Literacy Outcomes of Community Intervention
Storytellers Foundation
Hazelton, BC
Activities
August - December 2008
Tool Development
Objective
Develop tools to measure and track informal learning that happens in a community setting. We intend to use these tools with learners, practitioners and funders to better capture significant learning within our programming.
- Gathered and reviewed existing literacy measurement tools (including Benchmarks, those created by BC literacy practitioners through From the Ground Up project, and tools used by Storytellers Foundation).
- Decided that no one tool captured what outcomes we want to measure. Chose ideas from existing tools to incorporate into our tool.
- Created a rubric to break down and describe the outcomes we want to measure (4 drafts of rubric created)

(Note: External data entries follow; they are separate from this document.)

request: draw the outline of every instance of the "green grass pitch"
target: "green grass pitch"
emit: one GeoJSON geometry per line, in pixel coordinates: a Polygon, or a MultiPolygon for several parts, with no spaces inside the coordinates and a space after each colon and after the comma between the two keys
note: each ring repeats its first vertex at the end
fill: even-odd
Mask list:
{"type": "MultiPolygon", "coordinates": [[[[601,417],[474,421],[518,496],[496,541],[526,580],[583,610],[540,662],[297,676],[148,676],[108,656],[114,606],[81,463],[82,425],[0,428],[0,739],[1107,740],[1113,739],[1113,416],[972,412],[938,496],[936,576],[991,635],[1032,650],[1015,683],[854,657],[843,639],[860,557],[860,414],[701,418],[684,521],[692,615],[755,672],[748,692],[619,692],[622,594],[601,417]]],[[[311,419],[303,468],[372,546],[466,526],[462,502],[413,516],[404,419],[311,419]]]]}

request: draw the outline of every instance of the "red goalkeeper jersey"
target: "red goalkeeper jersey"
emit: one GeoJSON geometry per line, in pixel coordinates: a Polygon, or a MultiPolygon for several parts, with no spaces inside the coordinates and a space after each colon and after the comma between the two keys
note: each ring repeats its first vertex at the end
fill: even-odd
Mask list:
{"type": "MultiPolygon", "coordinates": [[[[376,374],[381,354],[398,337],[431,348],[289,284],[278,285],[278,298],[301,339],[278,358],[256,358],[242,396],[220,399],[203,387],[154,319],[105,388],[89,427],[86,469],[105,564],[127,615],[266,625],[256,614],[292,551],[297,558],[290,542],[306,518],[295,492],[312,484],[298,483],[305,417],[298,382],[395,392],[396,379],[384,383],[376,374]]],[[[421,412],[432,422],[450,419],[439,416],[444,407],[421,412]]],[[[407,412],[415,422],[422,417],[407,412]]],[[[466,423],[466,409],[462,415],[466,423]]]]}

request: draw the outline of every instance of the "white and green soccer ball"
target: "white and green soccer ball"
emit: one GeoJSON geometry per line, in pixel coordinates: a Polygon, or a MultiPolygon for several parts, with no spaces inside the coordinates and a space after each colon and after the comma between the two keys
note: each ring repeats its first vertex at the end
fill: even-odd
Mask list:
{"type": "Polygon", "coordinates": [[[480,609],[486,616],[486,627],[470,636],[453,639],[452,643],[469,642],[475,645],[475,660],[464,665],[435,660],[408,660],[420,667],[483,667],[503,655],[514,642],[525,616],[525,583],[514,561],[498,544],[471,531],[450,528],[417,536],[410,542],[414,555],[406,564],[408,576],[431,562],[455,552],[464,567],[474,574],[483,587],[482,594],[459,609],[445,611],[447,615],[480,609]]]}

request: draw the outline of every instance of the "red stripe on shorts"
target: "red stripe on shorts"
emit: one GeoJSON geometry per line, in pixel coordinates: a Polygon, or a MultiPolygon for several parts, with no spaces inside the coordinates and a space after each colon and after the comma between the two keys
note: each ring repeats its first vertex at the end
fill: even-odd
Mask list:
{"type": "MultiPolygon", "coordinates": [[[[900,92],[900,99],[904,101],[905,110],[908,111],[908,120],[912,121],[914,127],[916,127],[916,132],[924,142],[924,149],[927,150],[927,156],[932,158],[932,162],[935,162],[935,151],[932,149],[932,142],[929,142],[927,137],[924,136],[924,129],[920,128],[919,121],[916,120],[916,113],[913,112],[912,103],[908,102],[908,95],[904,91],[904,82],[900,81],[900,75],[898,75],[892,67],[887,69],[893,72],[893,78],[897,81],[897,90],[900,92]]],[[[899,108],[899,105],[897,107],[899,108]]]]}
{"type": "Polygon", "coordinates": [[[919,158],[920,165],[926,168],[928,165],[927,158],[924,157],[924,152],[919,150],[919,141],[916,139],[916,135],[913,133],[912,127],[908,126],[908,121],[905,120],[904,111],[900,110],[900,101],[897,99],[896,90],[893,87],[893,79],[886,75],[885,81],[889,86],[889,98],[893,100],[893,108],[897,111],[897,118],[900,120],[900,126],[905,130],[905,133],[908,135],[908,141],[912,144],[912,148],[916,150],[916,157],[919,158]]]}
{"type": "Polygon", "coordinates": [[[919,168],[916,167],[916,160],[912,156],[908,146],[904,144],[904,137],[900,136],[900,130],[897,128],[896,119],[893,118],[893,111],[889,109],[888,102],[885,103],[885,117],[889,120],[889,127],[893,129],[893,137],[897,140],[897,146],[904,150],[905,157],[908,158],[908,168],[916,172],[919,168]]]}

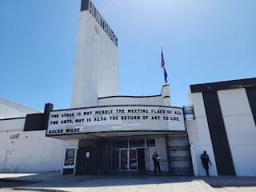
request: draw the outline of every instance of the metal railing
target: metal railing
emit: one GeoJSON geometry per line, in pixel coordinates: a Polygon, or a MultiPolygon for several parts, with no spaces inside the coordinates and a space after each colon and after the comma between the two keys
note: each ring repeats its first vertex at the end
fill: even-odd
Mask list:
{"type": "Polygon", "coordinates": [[[195,118],[193,106],[184,106],[183,110],[186,120],[193,120],[195,118]]]}

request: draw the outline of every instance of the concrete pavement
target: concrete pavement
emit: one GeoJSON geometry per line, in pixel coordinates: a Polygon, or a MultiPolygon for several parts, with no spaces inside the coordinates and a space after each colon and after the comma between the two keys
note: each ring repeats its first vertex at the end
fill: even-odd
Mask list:
{"type": "MultiPolygon", "coordinates": [[[[129,192],[224,192],[220,190],[251,186],[256,191],[256,177],[178,177],[167,175],[62,175],[60,173],[0,174],[0,179],[36,182],[15,190],[43,191],[129,192]],[[211,186],[210,186],[211,185],[211,186]]],[[[1,191],[1,190],[0,190],[1,191]]],[[[238,191],[238,190],[236,190],[238,191]]],[[[241,190],[242,191],[242,190],[241,190]]],[[[246,190],[242,190],[246,191],[246,190]]],[[[254,190],[249,190],[254,191],[254,190]]],[[[225,191],[226,192],[226,191],[225,191]]]]}

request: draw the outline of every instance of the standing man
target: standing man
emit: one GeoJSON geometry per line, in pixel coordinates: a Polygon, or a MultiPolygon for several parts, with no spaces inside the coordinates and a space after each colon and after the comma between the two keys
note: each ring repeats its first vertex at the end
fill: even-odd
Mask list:
{"type": "Polygon", "coordinates": [[[156,151],[154,152],[152,159],[154,161],[154,174],[157,174],[157,167],[158,168],[158,171],[159,174],[161,174],[161,169],[160,169],[160,157],[159,155],[157,154],[156,151]]]}
{"type": "Polygon", "coordinates": [[[203,154],[201,154],[201,160],[202,160],[203,167],[206,170],[206,174],[209,177],[209,164],[208,164],[208,162],[210,162],[210,166],[211,166],[211,162],[210,161],[209,156],[206,154],[206,151],[204,150],[203,154]]]}

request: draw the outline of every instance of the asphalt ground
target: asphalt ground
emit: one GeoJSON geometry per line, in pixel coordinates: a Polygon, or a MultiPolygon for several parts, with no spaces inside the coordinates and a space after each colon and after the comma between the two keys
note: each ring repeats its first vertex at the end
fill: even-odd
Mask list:
{"type": "MultiPolygon", "coordinates": [[[[9,179],[0,179],[0,191],[10,191],[14,190],[15,187],[22,187],[27,185],[32,185],[36,183],[35,182],[27,182],[27,181],[15,181],[15,180],[9,180],[9,179]]],[[[16,190],[16,192],[19,190],[16,190]]],[[[21,191],[21,190],[20,190],[21,191]]],[[[26,191],[26,190],[22,190],[26,191]]],[[[28,190],[27,190],[28,191],[28,190]]]]}
{"type": "Polygon", "coordinates": [[[0,192],[256,192],[256,177],[169,175],[62,175],[0,173],[0,192]]]}

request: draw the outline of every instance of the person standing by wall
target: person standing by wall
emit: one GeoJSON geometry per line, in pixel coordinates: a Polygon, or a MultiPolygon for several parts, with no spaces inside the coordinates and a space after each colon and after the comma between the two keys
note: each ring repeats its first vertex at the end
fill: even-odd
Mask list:
{"type": "Polygon", "coordinates": [[[156,151],[154,152],[152,159],[154,161],[154,174],[157,174],[157,168],[158,169],[159,174],[161,174],[160,169],[160,157],[156,151]]]}
{"type": "Polygon", "coordinates": [[[210,166],[211,166],[211,162],[210,161],[209,156],[206,154],[206,150],[204,150],[203,154],[201,154],[201,160],[202,160],[203,167],[206,170],[206,174],[209,177],[209,163],[208,162],[210,162],[210,166]]]}

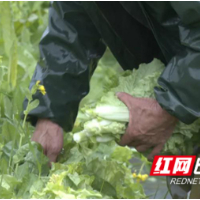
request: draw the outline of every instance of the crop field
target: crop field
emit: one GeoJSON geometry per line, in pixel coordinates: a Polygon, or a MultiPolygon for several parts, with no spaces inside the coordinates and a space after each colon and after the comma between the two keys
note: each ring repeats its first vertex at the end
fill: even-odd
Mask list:
{"type": "MultiPolygon", "coordinates": [[[[131,76],[136,72],[123,72],[109,49],[91,79],[89,95],[80,103],[73,131],[64,134],[64,148],[58,162],[50,168],[41,146],[31,142],[34,127],[26,123],[26,117],[39,103],[37,100],[32,101],[32,95],[36,91],[48,95],[39,82],[34,90],[29,90],[39,59],[38,44],[48,24],[48,7],[49,3],[44,1],[0,1],[0,198],[171,198],[165,177],[148,177],[151,163],[147,158],[135,149],[121,147],[116,142],[120,133],[125,131],[127,111],[125,106],[115,103],[111,96],[125,79],[133,78],[131,76]],[[22,120],[25,97],[29,105],[24,111],[25,119],[22,120]],[[113,115],[107,113],[109,109],[104,107],[106,104],[113,105],[109,111],[113,115]],[[96,105],[100,107],[101,114],[98,116],[102,120],[95,117],[98,109],[93,108],[96,105]],[[120,114],[122,111],[117,106],[123,107],[124,115],[120,114]],[[109,119],[105,119],[104,115],[109,116],[109,119]],[[121,116],[123,118],[119,119],[121,116]],[[109,130],[105,128],[107,125],[109,130]],[[105,135],[105,132],[110,135],[105,135]]],[[[162,70],[162,63],[154,61],[153,69],[162,70]]],[[[146,80],[150,79],[151,83],[159,75],[154,71],[141,70],[138,73],[146,80]]],[[[135,90],[138,96],[152,95],[148,91],[154,85],[142,87],[135,90]]],[[[126,92],[129,88],[124,86],[123,90],[126,92]]],[[[197,129],[195,124],[189,128],[180,124],[174,140],[169,141],[165,151],[177,153],[177,145],[187,141],[186,133],[191,130],[197,133],[197,129]],[[179,134],[182,132],[185,135],[179,134]]],[[[191,150],[190,145],[187,145],[187,149],[184,145],[180,146],[183,147],[182,151],[191,150]]]]}

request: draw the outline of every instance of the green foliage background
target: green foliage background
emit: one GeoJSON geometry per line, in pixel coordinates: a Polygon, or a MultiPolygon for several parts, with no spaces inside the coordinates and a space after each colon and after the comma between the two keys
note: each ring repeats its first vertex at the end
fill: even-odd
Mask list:
{"type": "MultiPolygon", "coordinates": [[[[34,128],[23,126],[20,114],[39,58],[48,7],[44,1],[0,1],[0,198],[146,198],[132,172],[139,172],[141,161],[143,166],[148,162],[129,148],[113,142],[77,145],[68,133],[59,162],[50,170],[41,147],[31,142],[34,128]],[[134,164],[129,162],[132,157],[134,164]]],[[[104,83],[119,71],[107,51],[81,106],[100,98],[104,83]]]]}

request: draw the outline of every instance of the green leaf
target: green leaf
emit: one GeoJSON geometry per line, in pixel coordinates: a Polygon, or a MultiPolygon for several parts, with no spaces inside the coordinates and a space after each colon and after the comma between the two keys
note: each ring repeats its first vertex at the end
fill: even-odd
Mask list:
{"type": "Polygon", "coordinates": [[[13,105],[10,99],[5,96],[4,97],[4,114],[7,118],[12,119],[13,118],[13,105]]]}
{"type": "Polygon", "coordinates": [[[37,108],[40,104],[40,101],[38,99],[32,101],[28,108],[27,108],[27,112],[30,113],[32,110],[34,110],[35,108],[37,108]]]}
{"type": "Polygon", "coordinates": [[[13,23],[12,23],[12,14],[10,8],[10,1],[2,1],[1,6],[1,30],[3,33],[4,39],[4,48],[6,55],[10,55],[10,50],[13,46],[14,41],[14,30],[13,30],[13,23]]]}

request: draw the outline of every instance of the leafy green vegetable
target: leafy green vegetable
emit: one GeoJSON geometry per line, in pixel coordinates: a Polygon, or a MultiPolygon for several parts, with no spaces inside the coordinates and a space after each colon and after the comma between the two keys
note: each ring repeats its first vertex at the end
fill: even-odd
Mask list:
{"type": "MultiPolygon", "coordinates": [[[[117,92],[126,92],[134,97],[154,97],[154,87],[164,69],[164,64],[154,59],[149,64],[141,64],[138,70],[133,70],[127,76],[118,77],[118,85],[111,87],[95,104],[86,105],[82,111],[87,116],[83,129],[74,134],[77,143],[89,140],[95,142],[110,142],[119,140],[129,122],[128,108],[117,97],[117,92]]],[[[193,143],[188,143],[195,134],[200,132],[200,120],[192,125],[179,123],[173,136],[165,145],[164,154],[192,153],[193,143]]]]}

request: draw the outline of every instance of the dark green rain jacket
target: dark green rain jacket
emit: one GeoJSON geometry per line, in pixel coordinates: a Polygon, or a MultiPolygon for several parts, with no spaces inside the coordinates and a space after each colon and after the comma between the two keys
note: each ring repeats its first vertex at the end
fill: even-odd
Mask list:
{"type": "Polygon", "coordinates": [[[40,80],[47,94],[34,96],[29,121],[71,131],[107,46],[124,69],[161,59],[160,105],[186,124],[200,117],[200,1],[55,1],[30,84],[40,80]]]}

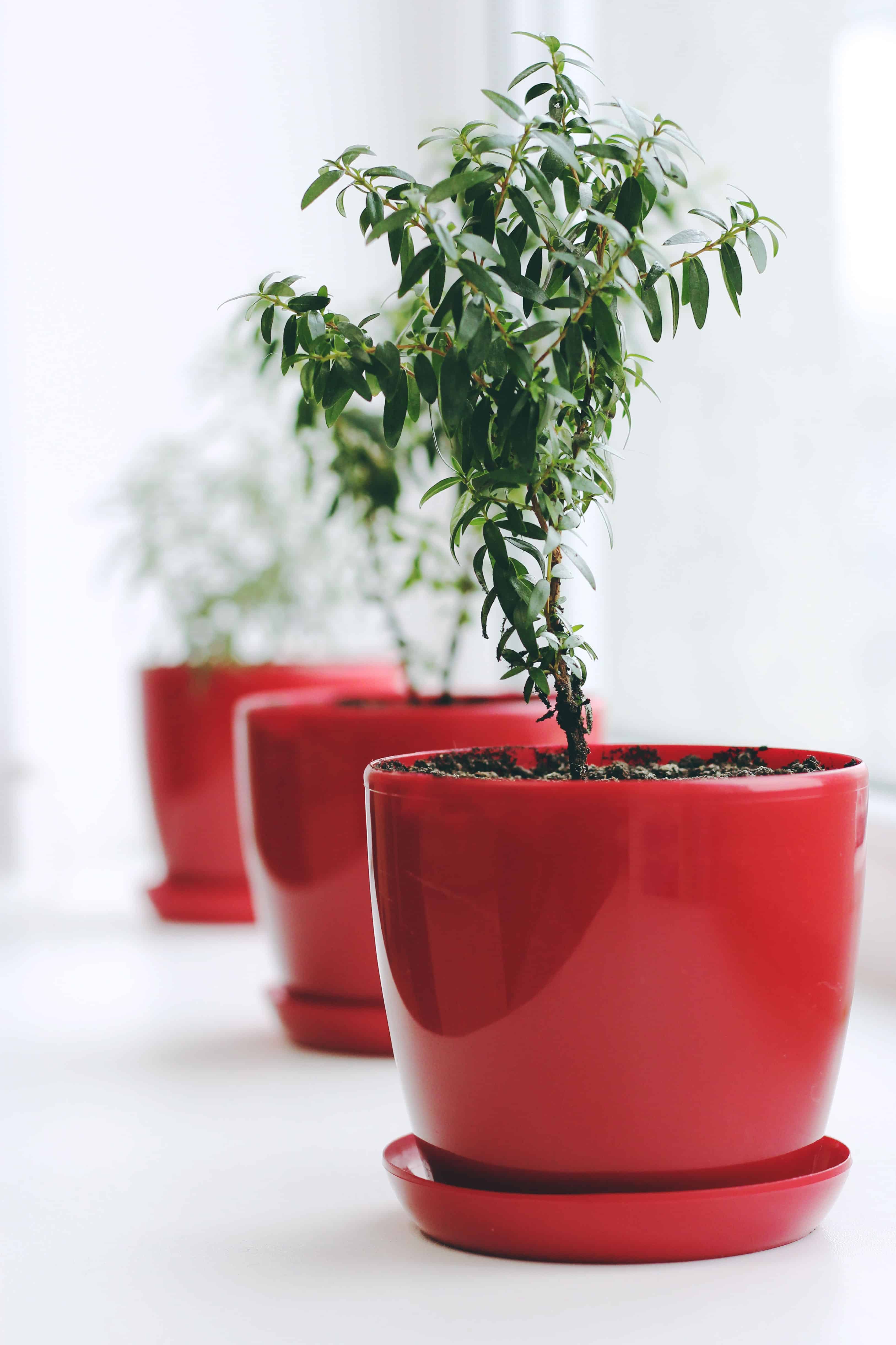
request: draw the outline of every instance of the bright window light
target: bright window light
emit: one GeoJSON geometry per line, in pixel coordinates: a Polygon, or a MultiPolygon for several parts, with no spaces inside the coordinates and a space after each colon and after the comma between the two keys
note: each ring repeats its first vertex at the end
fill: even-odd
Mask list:
{"type": "Polygon", "coordinates": [[[848,28],[834,47],[834,206],[840,284],[858,312],[896,317],[891,171],[896,24],[848,28]]]}

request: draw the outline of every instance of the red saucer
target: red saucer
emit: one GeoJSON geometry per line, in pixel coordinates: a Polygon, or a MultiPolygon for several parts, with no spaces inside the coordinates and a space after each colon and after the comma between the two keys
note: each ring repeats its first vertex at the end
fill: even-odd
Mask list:
{"type": "Polygon", "coordinates": [[[673,1262],[740,1256],[811,1233],[840,1194],[849,1150],[825,1135],[813,1170],[783,1181],[704,1190],[544,1196],[437,1182],[414,1135],[383,1165],[395,1194],[439,1243],[489,1256],[552,1262],[673,1262]]]}
{"type": "Polygon", "coordinates": [[[340,1050],[351,1056],[392,1054],[382,1003],[304,995],[289,986],[277,986],[269,994],[286,1036],[297,1046],[340,1050]]]}
{"type": "Polygon", "coordinates": [[[247,882],[165,878],[157,888],[149,888],[149,900],[163,920],[251,924],[255,919],[247,882]]]}

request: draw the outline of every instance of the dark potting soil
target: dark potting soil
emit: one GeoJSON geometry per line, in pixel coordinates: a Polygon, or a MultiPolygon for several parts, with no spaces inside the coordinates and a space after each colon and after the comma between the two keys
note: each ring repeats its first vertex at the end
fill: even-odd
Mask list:
{"type": "MultiPolygon", "coordinates": [[[[731,780],[750,775],[809,775],[813,771],[841,769],[825,767],[814,756],[795,757],[787,765],[770,767],[762,755],[767,748],[724,748],[704,759],[692,753],[678,761],[660,764],[653,748],[610,748],[602,765],[588,767],[588,780],[731,780]]],[[[414,765],[402,761],[377,761],[379,771],[404,771],[416,775],[457,776],[462,780],[568,780],[566,752],[535,753],[533,767],[519,765],[512,752],[501,748],[482,752],[434,752],[414,765]]],[[[846,763],[856,765],[853,759],[846,763]]]]}

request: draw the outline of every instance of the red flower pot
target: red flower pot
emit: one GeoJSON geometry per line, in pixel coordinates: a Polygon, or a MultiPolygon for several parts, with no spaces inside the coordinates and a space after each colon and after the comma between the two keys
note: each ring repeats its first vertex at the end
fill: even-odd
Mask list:
{"type": "Polygon", "coordinates": [[[386,1009],[435,1180],[627,1192],[814,1170],[853,990],[866,779],[861,764],[575,784],[368,767],[386,1009]]]}
{"type": "Polygon", "coordinates": [[[149,784],[168,877],[149,896],[164,920],[247,921],[253,905],[239,850],[232,713],[275,687],[395,691],[390,664],[159,667],[142,672],[149,784]]]}
{"type": "Polygon", "coordinates": [[[449,749],[509,738],[559,746],[553,721],[539,724],[537,714],[519,695],[345,703],[287,693],[238,707],[243,850],[283,967],[286,985],[274,1001],[293,1041],[391,1049],[371,920],[367,763],[422,744],[449,749]]]}

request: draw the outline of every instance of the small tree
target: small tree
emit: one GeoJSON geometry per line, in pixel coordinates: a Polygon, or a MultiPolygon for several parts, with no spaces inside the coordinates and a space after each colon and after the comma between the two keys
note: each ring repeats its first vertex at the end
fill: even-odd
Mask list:
{"type": "Polygon", "coordinates": [[[630,424],[631,393],[645,382],[643,356],[629,351],[626,325],[639,312],[658,342],[664,325],[674,336],[686,305],[701,328],[709,300],[701,257],[711,252],[740,312],[737,246],[762,272],[759,227],[774,253],[778,239],[770,227],[775,221],[750,198],[731,200],[728,218],[690,211],[715,226],[715,237],[685,229],[657,239],[684,249],[669,264],[647,227],[657,203],[688,186],[690,140],[677,122],[646,117],[621,100],[602,105],[614,109],[609,116],[587,116],[588,100],[570,70],[594,71],[568,51],[587,52],[553,36],[525,36],[545,50],[509,85],[535,77],[523,106],[484,90],[514,124],[512,133],[470,121],[420,141],[446,140],[455,159],[434,186],[395,165],[363,168],[359,160],[369,148],[349,145],[324,161],[305,192],[302,208],[343,183],[336,199],[343,215],[347,194],[361,194],[361,233],[368,243],[387,238],[400,268],[398,292],[414,295],[396,342],[373,343],[367,320],[329,312],[325,286],[296,295],[298,277],[267,276],[255,295],[242,297],[253,299],[247,316],[259,315],[266,340],[283,311],[282,370],[298,369],[305,397],[326,409],[328,422],[352,397],[371,401],[382,393],[383,434],[396,444],[408,408],[438,402],[451,443],[450,475],[423,502],[458,488],[453,554],[467,529],[481,527],[474,570],[485,590],[482,632],[488,638],[497,603],[505,677],[525,675],[527,701],[535,691],[545,713],[556,713],[570,773],[583,779],[584,659],[595,654],[580,627],[564,621],[562,584],[572,565],[594,585],[578,529],[591,506],[606,521],[614,421],[621,416],[630,424]],[[545,112],[527,110],[544,101],[545,112]]]}

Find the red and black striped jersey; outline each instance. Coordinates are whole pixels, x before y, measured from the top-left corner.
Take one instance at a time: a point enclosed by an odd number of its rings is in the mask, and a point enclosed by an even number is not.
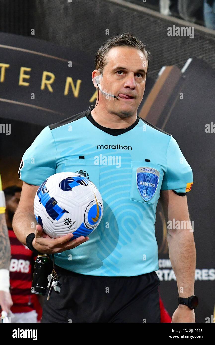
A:
[[[31,287],[33,269],[32,265],[36,257],[34,258],[33,252],[27,247],[19,241],[12,229],[8,228],[11,246],[11,294],[13,303],[11,310],[12,313],[27,313],[35,309]]]

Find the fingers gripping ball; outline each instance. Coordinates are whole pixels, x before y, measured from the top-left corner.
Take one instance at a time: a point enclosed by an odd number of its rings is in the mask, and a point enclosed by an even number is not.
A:
[[[33,203],[37,221],[54,238],[73,233],[72,239],[87,236],[101,219],[101,195],[88,179],[75,172],[50,176],[37,192]]]

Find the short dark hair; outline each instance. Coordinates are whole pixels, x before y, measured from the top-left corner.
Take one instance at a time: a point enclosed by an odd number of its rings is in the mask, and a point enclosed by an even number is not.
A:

- Created 2 drafts of a tool for learners (to accompany the rubric). This is a fun, hands-on user-friendly tool.
- Created 1 draft tracking tool for gathering data from learners.
- Solicited feedback/edits from the team throughout these activities.
Write Discussion Paper
Objective
The discussion paper will help us to collectively articulate the learning outcomes in a community setting that we want to measure in the project. We will develop the paper together to identify what we already know and to identify hunches that we want to test through the research.
The paper will help us articulate:
What are people learning (in community settings)?
What is the advantage of this learning? How can we tell?
- Developed 4 drafts of the background discussion paper (to articulate learning outcomes we want to measure, to outline the research problem, and to give context to the project).
- Met as a team to edit and respond to drafts.
ExamineTeam Learning
Objective
We are researching the tool development and testing process so that, as a team we will learn more about the tensions, challenges and opportunities in trying to capture and measure informal learning. As we refine, develop and test measurement tools, we are interested in also capturing our learning as practitioners.
- Met 11 times as a project team (through teleconferencing, face-to-face meetings in Hazelton with part of the team and one face-to-face meeting in Vancouver)
- Documented meeting by taking minutes and sharing them with all involved.
- Defined our research problem and question.
- Planned data collection methodology.
- Started to collect data (by recording team learning from tool development process to date).
- Kept track of team learning and challenges during the tool development process.